Managing a simple database with Python, SQLite and wxPython, 3

Phase 2 3 Comments »

In the last post we saw how to connect to a SQLite database file and generate a cursor that would allow us to actually interact with such database. Now we need some functionality that will interact with the data, add, read, delete and search. As was mentioned before the idea is to have a generic database interaction class and have unique instantiated class objects for each database of the project.

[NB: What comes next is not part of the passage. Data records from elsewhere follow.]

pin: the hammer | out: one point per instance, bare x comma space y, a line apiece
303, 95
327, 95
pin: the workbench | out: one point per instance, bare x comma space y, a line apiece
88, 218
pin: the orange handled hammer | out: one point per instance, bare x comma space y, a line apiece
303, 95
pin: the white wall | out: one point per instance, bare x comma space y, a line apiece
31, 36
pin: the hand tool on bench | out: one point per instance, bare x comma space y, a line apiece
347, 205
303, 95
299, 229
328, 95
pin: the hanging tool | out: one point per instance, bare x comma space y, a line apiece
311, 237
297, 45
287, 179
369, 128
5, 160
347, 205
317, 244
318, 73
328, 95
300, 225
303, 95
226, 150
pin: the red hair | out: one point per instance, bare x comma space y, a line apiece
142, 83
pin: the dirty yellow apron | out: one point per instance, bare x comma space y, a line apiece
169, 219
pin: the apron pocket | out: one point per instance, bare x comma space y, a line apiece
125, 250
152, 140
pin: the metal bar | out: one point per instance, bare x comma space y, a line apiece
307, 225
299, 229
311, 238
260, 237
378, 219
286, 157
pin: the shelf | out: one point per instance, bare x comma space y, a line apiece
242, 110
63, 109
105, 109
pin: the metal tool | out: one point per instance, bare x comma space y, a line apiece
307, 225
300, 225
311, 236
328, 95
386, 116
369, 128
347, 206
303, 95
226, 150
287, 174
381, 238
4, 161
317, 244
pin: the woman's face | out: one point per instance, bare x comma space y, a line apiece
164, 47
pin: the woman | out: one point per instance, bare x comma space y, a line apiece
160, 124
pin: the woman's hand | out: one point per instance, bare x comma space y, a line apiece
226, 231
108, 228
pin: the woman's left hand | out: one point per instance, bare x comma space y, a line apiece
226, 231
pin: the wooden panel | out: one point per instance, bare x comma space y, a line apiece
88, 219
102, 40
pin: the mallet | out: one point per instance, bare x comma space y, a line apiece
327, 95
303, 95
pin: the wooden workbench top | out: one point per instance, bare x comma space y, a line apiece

In the db_obj.py file we have an initial structure set, so let’s check the DB_Generic class.

class DB_Generic():
    '''generic class to add DB functionality'''
    def __init__(self, table_name):
        #par= name of the table to be used
        self.table_name = table_name

    def delete_entry(self):
        pass

    def get_data_generic(self):
        '''gets the data from the database
        generic so far, needs to be updated to include range'''        

        range = 1
        (cursor, database) = link_db()

        if range == 1:
            cursor.execute("""SELECT * from %s""" % self.table_name)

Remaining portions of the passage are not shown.